Tuesday 29 November 2011

Cadbury Chocolate


The word "chocolate" can refer to raw or processed food that is made of the seeds of a tree called Theobroma cacao. It’s been at least 3000 years since cacao has been cultivated in Mexico, South and Central America. The earliest documented use of cacao dates as far back as the year 1100 BC. Even the Aztecs made a beverage known as "xocolātl", which in the Nahuatl language means "bitter water". Because the cacao seeds are extremely bitter, they need to be fermented in order for them to get the flavor we all know. After the beans are fermented, they are dried, cleaned and roasted. The shell is removed in order to produce nibs of cacao. These nibs are then ground into a cocoa mass. Due to the fact that the cacao mass is then turned into liquid and mixed with other ingredients, it is called chocolate liquor. This liquor can also be processed into cocoa butter and cocoa solids.

Bitter chocolate is sugar free kind of chocolate which is made of varied proportions of cocoa butter and cocoa solid parts. However, the majority of the chocolate consumed nowadays is the so-called sweet chocolate which combines sugar, other fats, cocoa solids and cocoa butter.
Milk chocolate is still sweet chocolate, but with condensed milk or milk powder. White chocolate does not contain any cocoa solids, only milk, sugar and cocoa butter. Cocoa solids are made of alkaloids like phenethylamine or theobromine.

These two have physiological effects on the human body. These effects have been linked by some researchers with the levels of serotonin in the brain. Apparently, the word "chocolate" came from Spanish. There are many various theories about how the word got into English from Spanish. Regardless of the origin of its name, as a drink, chocolate has been used for almost its entire history. In the year 2007, some archaeologists unveiled the results of their evidence findings regarding some of the oldest uses and cultivation of cacao, at a Puerto Escondido site called Honduras. These pieces of evidence dated as far back as about 1100-1400 BC. According to the residues discovered on some sort of vessel, cacao was more than a simple beverage - in fact, it was even used in alcoholic drinks. People from the Maya civilization used to grow cacao trees in the backyard, and apparently used cacao seeds in order to produce a bitter kind of drink. Some Maya hieroglyphs attest that chocolate was used for certain daily ceremonies. Throughout the pre-Columbian age, cacao beans were sometimes used as currency, because they were regarded as some sort of luxury products. Thus, the Aztecs used to pay one hundred cacao beans for one turkey, and three cacao beans for one fresh avocado. Both in Europe and in South America, cocoa was largely used since hundreds of years for treating cases of diarrhea. Since all the Aztec-ruled areas were asked to pay a tax, those who cultivated cacao beans ended up giving cacao seeds as a means of payment. But the European continent did not find out about this now tremendously popular drink until the sixteenth century. It was only after the Aztecs got conquered by the Spanish that chocolate got the chance of being imported to the European continent. 
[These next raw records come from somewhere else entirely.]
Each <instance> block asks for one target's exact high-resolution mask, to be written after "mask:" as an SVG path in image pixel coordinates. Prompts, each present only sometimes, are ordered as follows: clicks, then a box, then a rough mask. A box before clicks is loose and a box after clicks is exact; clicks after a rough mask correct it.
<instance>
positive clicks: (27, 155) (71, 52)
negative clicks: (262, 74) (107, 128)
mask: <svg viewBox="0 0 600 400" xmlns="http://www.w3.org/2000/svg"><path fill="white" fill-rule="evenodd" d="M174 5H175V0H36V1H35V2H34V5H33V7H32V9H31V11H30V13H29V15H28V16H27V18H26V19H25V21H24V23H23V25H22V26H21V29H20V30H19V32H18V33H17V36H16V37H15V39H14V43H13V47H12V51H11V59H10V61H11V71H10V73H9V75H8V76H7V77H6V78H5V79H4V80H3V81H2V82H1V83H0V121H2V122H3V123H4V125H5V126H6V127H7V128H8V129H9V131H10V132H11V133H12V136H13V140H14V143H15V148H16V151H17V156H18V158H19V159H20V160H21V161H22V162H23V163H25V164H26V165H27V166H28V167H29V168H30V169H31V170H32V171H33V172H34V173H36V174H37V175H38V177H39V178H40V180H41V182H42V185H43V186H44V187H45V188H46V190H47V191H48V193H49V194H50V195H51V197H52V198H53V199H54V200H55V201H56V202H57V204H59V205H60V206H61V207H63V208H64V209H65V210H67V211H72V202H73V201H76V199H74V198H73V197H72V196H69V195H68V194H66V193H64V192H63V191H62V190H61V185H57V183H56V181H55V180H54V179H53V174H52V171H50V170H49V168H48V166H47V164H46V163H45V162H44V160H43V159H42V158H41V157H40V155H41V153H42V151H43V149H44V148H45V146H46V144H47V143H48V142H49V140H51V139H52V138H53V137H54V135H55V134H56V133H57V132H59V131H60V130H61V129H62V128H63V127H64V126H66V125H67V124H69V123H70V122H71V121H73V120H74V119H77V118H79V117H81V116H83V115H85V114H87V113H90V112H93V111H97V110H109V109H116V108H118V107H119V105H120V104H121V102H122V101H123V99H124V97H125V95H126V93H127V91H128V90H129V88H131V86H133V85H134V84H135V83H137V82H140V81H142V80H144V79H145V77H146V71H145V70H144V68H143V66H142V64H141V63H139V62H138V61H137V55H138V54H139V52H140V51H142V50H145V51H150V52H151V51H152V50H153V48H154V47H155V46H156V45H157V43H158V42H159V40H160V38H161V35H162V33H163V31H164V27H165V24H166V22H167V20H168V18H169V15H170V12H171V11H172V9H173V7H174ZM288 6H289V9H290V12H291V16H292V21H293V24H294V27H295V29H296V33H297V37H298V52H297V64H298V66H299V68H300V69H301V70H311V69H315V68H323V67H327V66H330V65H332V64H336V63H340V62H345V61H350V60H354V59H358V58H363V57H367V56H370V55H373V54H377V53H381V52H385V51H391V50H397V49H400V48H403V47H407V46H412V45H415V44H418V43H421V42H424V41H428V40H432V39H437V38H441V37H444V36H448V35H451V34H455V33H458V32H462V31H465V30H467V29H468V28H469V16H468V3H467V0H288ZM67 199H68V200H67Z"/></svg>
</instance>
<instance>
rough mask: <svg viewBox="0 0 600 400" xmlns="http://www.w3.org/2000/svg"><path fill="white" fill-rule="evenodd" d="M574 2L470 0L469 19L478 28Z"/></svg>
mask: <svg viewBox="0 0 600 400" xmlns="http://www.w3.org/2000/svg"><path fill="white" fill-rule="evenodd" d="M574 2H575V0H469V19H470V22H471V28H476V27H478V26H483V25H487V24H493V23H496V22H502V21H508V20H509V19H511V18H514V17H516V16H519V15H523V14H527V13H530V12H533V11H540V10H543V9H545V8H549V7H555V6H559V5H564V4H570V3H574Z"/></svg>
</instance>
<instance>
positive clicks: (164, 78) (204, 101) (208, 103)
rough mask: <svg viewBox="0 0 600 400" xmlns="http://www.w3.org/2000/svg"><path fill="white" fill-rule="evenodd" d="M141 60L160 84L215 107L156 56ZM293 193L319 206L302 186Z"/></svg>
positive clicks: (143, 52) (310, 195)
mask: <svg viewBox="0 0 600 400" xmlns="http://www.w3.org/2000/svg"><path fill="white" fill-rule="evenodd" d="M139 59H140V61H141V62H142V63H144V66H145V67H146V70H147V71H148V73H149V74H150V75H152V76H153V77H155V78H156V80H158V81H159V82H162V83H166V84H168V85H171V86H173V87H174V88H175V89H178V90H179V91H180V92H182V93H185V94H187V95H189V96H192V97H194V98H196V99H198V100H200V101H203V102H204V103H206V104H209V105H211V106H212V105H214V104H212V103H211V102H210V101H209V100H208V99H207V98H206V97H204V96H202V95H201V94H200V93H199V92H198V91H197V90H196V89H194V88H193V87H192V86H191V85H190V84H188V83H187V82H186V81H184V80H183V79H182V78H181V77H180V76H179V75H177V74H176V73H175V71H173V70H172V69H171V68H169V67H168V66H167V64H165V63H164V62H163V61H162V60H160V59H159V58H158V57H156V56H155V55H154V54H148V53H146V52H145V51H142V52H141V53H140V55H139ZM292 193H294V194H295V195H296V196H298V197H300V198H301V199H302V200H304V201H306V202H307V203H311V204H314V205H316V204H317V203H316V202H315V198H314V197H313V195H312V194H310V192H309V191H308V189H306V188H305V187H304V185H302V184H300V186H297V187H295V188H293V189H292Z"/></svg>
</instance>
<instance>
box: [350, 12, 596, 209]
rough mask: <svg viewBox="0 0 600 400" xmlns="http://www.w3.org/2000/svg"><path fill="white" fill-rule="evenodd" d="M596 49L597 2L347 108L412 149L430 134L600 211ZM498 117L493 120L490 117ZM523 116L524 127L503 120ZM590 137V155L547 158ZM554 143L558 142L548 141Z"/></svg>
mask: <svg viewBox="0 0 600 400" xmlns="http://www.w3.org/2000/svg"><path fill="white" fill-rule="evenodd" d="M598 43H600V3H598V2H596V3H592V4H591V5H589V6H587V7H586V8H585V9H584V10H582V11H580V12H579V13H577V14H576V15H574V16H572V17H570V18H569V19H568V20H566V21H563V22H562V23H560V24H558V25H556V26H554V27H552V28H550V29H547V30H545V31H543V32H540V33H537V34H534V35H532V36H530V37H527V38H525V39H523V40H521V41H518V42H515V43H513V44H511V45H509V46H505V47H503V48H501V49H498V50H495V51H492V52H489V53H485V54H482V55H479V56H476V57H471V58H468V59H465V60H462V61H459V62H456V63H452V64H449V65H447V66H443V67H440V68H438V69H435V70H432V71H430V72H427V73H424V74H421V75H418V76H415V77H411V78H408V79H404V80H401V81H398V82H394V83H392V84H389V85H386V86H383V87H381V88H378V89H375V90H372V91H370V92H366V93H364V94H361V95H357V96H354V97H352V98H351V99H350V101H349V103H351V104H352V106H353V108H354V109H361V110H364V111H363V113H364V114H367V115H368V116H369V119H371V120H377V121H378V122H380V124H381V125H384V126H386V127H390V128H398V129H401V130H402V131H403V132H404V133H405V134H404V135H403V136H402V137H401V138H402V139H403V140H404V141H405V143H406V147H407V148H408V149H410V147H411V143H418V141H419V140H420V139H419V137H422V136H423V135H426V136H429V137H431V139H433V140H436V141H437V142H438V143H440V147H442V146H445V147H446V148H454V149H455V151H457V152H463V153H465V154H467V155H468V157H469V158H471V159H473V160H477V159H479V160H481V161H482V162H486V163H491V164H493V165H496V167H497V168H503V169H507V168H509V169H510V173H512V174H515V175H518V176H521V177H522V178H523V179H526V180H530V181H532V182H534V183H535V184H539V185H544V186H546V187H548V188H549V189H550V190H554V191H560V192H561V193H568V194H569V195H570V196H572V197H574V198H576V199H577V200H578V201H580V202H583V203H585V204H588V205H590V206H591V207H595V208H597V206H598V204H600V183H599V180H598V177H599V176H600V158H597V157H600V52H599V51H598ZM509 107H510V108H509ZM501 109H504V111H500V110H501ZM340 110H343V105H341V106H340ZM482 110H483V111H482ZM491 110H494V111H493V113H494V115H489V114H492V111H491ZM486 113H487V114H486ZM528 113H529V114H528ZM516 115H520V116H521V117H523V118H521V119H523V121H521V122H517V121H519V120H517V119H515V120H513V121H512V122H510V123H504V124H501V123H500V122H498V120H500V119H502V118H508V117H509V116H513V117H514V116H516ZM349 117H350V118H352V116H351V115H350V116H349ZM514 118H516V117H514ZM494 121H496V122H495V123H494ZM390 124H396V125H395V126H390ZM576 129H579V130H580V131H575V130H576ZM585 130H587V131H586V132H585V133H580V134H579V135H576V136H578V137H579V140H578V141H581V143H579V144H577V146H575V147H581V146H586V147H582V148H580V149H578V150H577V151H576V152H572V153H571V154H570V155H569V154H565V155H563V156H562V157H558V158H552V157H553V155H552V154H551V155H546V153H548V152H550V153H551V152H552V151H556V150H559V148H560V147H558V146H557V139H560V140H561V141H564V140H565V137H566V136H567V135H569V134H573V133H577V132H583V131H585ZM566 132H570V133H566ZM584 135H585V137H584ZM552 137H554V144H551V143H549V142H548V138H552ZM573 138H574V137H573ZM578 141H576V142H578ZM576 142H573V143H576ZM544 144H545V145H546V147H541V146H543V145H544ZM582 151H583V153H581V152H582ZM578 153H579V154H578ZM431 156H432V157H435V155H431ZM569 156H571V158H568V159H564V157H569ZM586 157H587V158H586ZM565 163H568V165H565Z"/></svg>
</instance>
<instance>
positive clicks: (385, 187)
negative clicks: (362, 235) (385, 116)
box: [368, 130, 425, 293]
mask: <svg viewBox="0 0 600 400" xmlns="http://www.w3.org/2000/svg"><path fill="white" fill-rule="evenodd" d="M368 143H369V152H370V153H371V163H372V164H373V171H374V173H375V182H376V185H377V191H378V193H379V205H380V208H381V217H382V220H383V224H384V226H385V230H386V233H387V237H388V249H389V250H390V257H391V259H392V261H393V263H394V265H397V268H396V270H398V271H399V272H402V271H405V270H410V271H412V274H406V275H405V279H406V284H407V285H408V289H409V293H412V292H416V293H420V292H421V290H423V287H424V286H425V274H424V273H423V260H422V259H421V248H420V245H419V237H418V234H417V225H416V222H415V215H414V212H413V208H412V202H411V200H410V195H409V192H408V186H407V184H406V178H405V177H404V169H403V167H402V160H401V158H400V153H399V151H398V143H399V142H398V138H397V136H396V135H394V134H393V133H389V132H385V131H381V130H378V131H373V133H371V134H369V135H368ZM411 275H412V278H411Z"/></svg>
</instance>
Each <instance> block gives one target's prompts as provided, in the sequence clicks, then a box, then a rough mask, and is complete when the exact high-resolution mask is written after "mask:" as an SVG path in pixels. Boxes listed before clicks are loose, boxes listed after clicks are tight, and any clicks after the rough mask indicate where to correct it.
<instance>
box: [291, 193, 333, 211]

The Spanish Royal court soon began to completely adore this delicious product. It then took only a century for chocolate to spread all across Europe and gain more and more fame. In their desire to keep up with the growing demand for the new drink, the Spanish went so far as to begin turning Mesoamericans into slaves in order to make them work for producing cacao. Although harvesting cacao turned into a normal, regular kind of business, still only the wealthy ones could take the privilege of enjoying this expensive import product. But the Spanish soon started to grow cacao plantations and used African people to work for them. As far as England was concerned, it was only in 1657 that the first chocolate house was opened in the fancy London city. Later on, in 1689, we have knowledge of a physician called Hans Sloane who managed to develop a special kind of milk chocolate drink. This drink was developed in Jamaica and was used at first by apothecaries, and in 1897 was bought by the notorious Cadbury brothers.

So as we can clearly see, chocolate has been in people’s lives since ancient times, and still keeps on hitting the market with new, improved and always delicious products.